前回は、地域を取り巻く環境の変化、特に(1)人口減少・高齢化の急速な進行、(2)東京圏一極滞留、(3)地域経済の規模の縮小、(4)投資余力の減少、(5)平成の大合併、の5つの変化が地域に大きな影響を与えているというお話をしました。

 こうした地域を取り巻く環境の変化を前提とすると、これまでのような右肩上がりの経済成長を期待することは難しい。むしろ、地域の総力を挙げて成長の定常化が何とか維持できる、そのような時代になったと言えます。

 このような経済社会の大転換期にあっては、これまで当たり前と考えられてきた価値観そのものを変えていく大胆なパラダイムシフトが必要です。地域再生が目指す姿も大きく変わらざるを得ません。

 今回は、まず、これからの地域再生が目指す姿とはどのようなものか、についてお話しします。また、私はその実現には「地域コミュニティーの再生」と「地域内循環型経済構造の構築」を戦略的に進めることがポイントとなると考えていますが、なぜそうなのか、詳しく見ていきたいと思います。

物質的な「豊かさ」を追求する時代は終わった

 第2次大戦後、奇跡的な経済回復を遂げ、順調に経済成長を続けた日本は、1967年に当時の西ドイツを抜いてGDP世界第2位となって以来、30年以上にわたり、米国に次ぐ世界第2位の経済大国を誇ってきました。統計の上では世界で2番目に豊かな国ですが、毎年3万人を超す人が自ら尊い命を絶たざるを得ないという事実からも、暮らしの中で幸せだと実感している日本人はあまり多くありません。

 このようなことがどうして起こるのでしょうか?

 それは、物質的な豊かさではなく、精神的な豊かさを国民が求めるようになったからです。

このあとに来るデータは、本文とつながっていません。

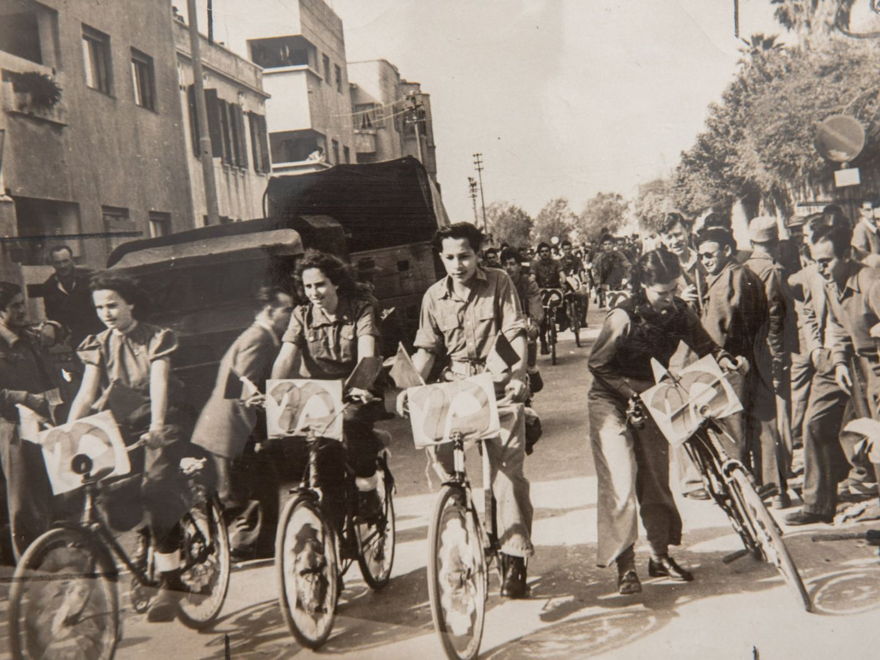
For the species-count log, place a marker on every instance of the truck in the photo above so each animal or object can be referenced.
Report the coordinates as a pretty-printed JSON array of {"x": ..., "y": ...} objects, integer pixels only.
[{"x": 379, "y": 217}]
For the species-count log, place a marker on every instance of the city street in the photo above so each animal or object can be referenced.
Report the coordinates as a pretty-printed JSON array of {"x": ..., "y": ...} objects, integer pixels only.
[{"x": 741, "y": 610}]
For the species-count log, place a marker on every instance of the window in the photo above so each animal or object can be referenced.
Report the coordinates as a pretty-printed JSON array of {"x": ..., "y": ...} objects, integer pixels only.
[
  {"x": 259, "y": 143},
  {"x": 160, "y": 224},
  {"x": 143, "y": 80},
  {"x": 96, "y": 56}
]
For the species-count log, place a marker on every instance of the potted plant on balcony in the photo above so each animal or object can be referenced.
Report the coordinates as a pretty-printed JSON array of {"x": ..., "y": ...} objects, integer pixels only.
[{"x": 38, "y": 91}]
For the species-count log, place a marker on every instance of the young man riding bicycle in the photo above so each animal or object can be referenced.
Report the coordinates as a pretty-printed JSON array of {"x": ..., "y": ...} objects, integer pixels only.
[{"x": 461, "y": 317}]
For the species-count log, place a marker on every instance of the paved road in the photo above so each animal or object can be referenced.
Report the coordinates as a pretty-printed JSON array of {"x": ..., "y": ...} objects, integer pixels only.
[{"x": 730, "y": 611}]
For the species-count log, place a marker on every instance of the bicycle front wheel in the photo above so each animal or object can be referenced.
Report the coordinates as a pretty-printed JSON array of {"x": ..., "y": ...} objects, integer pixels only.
[
  {"x": 376, "y": 537},
  {"x": 457, "y": 575},
  {"x": 206, "y": 564},
  {"x": 307, "y": 569},
  {"x": 64, "y": 601},
  {"x": 768, "y": 535}
]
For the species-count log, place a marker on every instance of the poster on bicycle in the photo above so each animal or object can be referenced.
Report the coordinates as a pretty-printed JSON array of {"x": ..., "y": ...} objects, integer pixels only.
[
  {"x": 467, "y": 406},
  {"x": 294, "y": 406},
  {"x": 96, "y": 436},
  {"x": 679, "y": 402}
]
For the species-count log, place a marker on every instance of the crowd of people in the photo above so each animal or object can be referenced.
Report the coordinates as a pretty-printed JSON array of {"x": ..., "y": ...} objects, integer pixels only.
[{"x": 794, "y": 321}]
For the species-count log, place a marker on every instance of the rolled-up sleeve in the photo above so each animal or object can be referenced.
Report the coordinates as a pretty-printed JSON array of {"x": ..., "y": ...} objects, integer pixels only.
[{"x": 512, "y": 322}]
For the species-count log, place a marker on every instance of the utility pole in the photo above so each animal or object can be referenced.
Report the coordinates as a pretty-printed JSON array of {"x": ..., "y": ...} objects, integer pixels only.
[
  {"x": 472, "y": 185},
  {"x": 478, "y": 165},
  {"x": 206, "y": 152}
]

 国内総生産(GDP)や域内総生産の数字は、地域の活性化や再生の成功指標としてこれまでよく使われてきましたが、物質的な豊かさを満たすことが求められた時代の指標としては重要な指標であったと言えるでしょう。その意味でGDPや域内総生産の規模が人間の幸福と無縁だとは言いません。

 しかし、成熟した日本では、経済を測る物差しとしてのこれらの指標が「豊かさ」そのものを表しているという考え方は、もはや共感が得られなくなっているのです。

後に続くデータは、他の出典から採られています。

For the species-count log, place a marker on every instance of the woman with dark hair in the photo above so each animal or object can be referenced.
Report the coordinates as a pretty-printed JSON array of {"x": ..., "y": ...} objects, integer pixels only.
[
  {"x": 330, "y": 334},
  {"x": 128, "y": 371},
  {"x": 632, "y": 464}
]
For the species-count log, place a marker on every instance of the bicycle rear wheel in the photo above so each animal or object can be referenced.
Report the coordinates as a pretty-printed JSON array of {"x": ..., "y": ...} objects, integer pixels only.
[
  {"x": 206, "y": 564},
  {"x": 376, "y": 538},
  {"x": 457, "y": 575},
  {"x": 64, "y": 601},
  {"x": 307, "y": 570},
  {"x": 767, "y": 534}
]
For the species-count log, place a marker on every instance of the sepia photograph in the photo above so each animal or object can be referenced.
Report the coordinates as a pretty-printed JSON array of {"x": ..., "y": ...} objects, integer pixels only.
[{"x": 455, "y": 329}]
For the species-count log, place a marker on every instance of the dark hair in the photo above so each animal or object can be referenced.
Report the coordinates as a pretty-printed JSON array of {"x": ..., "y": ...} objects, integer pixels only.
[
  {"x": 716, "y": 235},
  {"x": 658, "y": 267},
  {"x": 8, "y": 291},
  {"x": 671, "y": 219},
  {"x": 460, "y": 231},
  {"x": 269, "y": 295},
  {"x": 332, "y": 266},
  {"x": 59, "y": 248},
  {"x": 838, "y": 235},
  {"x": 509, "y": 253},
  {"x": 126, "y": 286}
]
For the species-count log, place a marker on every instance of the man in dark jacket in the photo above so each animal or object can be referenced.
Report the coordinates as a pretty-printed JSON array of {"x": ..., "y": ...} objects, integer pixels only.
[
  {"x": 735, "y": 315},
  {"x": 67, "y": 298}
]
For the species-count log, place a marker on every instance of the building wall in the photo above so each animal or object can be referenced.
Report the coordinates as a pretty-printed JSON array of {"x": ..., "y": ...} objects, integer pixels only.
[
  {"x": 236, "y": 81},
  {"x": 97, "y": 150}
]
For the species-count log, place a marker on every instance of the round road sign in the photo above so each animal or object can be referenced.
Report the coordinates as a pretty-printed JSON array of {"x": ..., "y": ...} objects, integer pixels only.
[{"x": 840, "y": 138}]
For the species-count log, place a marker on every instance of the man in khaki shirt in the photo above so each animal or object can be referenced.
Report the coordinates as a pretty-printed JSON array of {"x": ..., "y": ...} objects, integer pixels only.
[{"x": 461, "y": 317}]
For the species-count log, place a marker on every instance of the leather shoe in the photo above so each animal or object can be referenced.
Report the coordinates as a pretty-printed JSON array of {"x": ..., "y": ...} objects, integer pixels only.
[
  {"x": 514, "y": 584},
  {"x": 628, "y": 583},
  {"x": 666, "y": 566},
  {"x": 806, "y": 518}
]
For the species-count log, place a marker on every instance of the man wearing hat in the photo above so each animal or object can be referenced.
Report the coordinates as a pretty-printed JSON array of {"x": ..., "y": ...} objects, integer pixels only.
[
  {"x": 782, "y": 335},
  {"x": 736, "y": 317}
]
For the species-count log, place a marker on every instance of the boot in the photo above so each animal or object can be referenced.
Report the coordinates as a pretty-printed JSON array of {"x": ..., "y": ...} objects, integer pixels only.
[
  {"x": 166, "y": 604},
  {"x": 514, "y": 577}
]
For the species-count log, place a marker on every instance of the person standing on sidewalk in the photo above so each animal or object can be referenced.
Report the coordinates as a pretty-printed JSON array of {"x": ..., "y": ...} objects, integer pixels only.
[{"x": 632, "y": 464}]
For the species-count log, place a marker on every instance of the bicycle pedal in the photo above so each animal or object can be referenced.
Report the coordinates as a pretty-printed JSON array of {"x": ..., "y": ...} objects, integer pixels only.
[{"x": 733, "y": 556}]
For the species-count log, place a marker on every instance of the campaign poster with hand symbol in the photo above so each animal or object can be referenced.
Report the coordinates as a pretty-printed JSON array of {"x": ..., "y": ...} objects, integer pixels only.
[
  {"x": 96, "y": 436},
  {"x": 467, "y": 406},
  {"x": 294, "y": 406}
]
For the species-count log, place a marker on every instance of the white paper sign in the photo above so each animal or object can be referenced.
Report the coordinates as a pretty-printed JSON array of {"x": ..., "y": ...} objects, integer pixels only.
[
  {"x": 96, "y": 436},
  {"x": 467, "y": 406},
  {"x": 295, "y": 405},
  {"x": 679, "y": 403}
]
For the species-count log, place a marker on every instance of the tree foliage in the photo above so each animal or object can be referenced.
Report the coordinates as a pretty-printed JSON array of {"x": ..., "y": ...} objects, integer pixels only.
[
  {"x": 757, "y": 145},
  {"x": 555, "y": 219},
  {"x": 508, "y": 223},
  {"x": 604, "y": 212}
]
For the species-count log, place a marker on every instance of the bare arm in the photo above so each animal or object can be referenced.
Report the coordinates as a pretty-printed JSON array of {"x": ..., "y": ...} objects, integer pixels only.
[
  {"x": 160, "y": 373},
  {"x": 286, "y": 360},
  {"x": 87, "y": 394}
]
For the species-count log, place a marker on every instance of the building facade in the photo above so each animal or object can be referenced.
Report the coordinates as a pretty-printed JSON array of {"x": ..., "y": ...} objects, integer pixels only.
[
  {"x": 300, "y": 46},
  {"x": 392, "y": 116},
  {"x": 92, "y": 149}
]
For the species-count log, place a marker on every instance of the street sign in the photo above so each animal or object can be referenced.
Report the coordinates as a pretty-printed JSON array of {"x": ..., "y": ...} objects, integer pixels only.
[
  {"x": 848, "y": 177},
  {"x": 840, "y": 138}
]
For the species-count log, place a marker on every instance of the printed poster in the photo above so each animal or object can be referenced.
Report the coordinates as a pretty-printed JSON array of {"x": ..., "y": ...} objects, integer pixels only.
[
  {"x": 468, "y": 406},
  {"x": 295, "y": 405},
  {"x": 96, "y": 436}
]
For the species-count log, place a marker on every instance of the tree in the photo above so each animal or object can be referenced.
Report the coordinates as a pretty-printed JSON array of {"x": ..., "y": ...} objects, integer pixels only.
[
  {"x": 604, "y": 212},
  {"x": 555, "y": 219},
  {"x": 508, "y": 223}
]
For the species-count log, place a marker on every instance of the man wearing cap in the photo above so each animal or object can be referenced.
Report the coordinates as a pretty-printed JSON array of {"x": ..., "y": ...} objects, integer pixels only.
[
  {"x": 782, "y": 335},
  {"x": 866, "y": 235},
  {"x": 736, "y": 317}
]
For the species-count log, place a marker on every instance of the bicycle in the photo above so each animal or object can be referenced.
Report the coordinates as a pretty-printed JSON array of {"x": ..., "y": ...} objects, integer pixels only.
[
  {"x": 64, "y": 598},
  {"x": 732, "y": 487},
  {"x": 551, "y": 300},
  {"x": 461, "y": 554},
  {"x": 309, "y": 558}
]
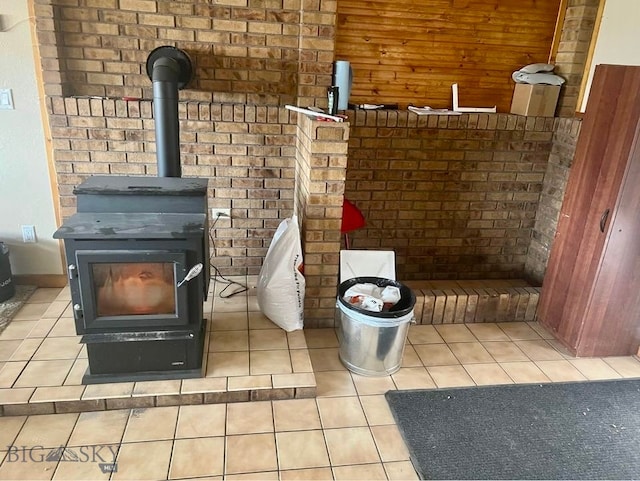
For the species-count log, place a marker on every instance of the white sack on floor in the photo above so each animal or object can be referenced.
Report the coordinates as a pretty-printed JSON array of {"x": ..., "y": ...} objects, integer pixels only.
[{"x": 281, "y": 286}]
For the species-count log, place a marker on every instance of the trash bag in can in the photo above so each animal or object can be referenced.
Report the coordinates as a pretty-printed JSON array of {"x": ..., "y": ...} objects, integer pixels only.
[
  {"x": 372, "y": 343},
  {"x": 7, "y": 287}
]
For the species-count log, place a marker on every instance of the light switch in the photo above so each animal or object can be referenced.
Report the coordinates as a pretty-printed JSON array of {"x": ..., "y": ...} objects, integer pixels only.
[{"x": 6, "y": 99}]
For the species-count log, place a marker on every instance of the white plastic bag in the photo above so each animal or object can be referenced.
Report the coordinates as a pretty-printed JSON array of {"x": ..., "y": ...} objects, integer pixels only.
[{"x": 280, "y": 284}]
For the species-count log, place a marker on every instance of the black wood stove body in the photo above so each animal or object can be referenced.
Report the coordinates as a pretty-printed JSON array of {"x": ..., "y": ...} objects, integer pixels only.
[
  {"x": 128, "y": 247},
  {"x": 138, "y": 255}
]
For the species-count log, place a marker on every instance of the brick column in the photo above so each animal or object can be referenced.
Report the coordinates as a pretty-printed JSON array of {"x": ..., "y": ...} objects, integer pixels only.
[
  {"x": 321, "y": 163},
  {"x": 571, "y": 58}
]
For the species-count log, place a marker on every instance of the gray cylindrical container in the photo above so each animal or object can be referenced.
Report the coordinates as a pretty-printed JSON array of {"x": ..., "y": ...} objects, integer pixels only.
[
  {"x": 372, "y": 343},
  {"x": 7, "y": 287}
]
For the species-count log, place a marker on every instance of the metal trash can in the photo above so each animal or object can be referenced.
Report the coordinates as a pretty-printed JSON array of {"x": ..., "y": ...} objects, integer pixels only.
[
  {"x": 7, "y": 287},
  {"x": 372, "y": 343}
]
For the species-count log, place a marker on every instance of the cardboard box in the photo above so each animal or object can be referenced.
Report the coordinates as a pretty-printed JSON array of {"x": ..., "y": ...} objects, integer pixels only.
[{"x": 535, "y": 100}]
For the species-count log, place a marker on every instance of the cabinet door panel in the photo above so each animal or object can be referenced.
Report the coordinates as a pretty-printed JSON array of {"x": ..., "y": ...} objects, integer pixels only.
[
  {"x": 615, "y": 305},
  {"x": 601, "y": 156}
]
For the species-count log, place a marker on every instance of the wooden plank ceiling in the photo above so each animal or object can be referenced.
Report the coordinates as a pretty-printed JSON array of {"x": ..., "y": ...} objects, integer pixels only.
[{"x": 410, "y": 51}]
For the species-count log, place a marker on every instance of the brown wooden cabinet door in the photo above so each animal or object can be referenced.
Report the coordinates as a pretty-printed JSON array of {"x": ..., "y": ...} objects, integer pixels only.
[{"x": 571, "y": 291}]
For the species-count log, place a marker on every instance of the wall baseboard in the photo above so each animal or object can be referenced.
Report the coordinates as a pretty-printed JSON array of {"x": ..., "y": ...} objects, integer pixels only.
[{"x": 41, "y": 280}]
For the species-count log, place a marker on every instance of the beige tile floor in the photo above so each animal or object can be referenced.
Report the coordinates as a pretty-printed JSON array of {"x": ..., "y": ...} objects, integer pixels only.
[{"x": 346, "y": 432}]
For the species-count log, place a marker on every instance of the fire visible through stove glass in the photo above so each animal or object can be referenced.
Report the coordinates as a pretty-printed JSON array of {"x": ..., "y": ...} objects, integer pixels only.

 そもそも、私たちは何のために「経済成長」を追い求めてきたのでしょうか。心豊かに過ごす幸せな暮らしという非経済的な事柄の実現を支え、持続させるための手段だったはずです。それが、いつの間にか目的へとすり替わってしまった。このことが問題なのです。

 政府も、ようやくそのことに気づき、国内総生産(GDP)などの経済指標だけでは測れない家族とのつながりや健康、社会との関わりといった「幸福」にかかわる分野について、新たな指標を作り政策の立案や評価に活用することを目的として、「幸福度」の指標を策定するための研究会を2010年12月に発足させています。